After dog fighting was outlawed at the end of the Meiji period the breed went into decline, but as the Taisho period began there were calls from breed fanciers and academics to preserve the breed. In 1918 the Natural Monument Preservation Law went into effect, and in 1931 the breed was declared a Living Natural Monument. During the harsh economic period Japan experienced during and immediately after World War 2, owning dogs was seen as wasteful and unpatriotic. Most dogs other than German Shepherds (which were considered useful as military dogs) were rounded up and killed, and the large Akita was no exception. The dog's coats were used to provide clothing for the military, and many were eaten. It was through the noble efforts of a few that the breed did not go extinct. However, the breed's number were severely depleted, and many prime specimens of the breed were lost. It took many years and the efforts of many to bring the breed back from the brink of extinction.

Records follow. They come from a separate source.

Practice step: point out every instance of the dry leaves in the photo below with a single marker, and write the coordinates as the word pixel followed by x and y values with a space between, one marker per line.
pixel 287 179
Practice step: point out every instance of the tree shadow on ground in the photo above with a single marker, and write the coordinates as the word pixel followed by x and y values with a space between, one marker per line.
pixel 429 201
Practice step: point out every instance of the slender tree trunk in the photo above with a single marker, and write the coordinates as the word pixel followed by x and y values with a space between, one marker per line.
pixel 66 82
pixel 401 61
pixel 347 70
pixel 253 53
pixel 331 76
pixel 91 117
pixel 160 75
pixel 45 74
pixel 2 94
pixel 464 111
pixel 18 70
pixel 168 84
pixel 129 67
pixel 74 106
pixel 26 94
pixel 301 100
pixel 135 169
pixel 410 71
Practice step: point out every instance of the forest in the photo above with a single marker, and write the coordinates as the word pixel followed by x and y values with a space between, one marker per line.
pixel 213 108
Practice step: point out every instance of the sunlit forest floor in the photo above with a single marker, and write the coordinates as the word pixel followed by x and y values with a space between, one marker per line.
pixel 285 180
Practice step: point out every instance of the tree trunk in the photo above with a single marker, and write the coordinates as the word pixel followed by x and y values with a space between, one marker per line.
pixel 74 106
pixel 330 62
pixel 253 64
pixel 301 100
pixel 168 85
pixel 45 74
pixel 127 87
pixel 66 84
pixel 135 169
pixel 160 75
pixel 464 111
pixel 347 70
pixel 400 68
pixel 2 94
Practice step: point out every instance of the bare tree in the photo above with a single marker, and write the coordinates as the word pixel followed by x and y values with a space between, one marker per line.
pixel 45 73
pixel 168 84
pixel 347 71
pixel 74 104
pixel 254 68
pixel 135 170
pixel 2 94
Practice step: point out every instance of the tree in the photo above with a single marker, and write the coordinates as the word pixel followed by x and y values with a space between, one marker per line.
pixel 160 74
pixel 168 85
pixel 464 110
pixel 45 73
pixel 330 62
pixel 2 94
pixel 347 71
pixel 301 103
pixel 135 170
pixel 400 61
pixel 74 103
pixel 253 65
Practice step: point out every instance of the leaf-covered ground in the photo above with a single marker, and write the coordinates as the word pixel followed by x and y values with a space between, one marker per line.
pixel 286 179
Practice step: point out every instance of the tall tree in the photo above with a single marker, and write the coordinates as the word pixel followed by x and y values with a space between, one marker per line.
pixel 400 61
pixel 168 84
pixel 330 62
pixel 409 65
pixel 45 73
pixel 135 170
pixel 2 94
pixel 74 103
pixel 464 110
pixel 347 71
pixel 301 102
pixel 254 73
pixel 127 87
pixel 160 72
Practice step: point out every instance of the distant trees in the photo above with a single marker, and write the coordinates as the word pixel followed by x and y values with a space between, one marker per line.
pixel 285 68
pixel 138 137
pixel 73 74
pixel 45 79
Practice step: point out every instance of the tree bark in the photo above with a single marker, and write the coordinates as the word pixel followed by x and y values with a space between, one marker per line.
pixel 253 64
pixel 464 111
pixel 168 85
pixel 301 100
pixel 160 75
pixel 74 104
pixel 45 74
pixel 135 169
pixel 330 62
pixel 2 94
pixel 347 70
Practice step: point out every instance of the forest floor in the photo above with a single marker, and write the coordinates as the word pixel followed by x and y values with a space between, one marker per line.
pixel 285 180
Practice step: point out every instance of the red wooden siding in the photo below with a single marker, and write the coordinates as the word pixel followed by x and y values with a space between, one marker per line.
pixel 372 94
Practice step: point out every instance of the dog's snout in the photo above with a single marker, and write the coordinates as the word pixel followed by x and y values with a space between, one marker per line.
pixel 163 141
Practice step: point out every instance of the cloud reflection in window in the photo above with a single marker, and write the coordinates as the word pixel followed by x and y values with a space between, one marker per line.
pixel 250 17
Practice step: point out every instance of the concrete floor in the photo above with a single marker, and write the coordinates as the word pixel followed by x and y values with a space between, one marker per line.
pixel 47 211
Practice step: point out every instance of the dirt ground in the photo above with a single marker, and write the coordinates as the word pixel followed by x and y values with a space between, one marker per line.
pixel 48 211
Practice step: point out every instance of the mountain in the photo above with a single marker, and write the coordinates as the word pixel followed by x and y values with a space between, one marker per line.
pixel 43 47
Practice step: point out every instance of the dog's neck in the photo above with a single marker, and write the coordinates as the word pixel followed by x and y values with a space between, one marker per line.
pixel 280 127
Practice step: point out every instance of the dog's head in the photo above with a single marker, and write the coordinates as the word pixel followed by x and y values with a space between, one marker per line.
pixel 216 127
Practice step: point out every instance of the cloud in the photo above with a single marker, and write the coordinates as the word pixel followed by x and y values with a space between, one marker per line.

During the war, some Akita were bred with German Shepherds in an effort to save them from slaughter. This and the breed's mixed heritage from it's fighting days gave the Akita of the time a distinctly different look from the other Japanese breeds. After the war, US servicemen stationed in Japan became interested in the breed, and many took dogs back with them. These Akita became the foundation of the breed in the US and overseas. In Japan however a movement to return the Akita to its 'original' state began around this time. An extensive breeding program to select for preferred type began, leading to the creation of the modern Japanese Akita. In the United States however, the larger, heavier boned Akita were preferred leading to two very different strains of this once single breed. Today in Japan the types have been split into two separate breeds, however overseas some kennel clubs still recognize them as one breed.
The Akita and Shiba are the most famous of the Japanese breeds, and much of the Akita's fame can be attributed to the story of an Akita named Hachiko who for years waited daily at Shibuya station for his dead master's return. While the breed is well known in Japan, its numbers have declined due to its large size and the housing situation in the country.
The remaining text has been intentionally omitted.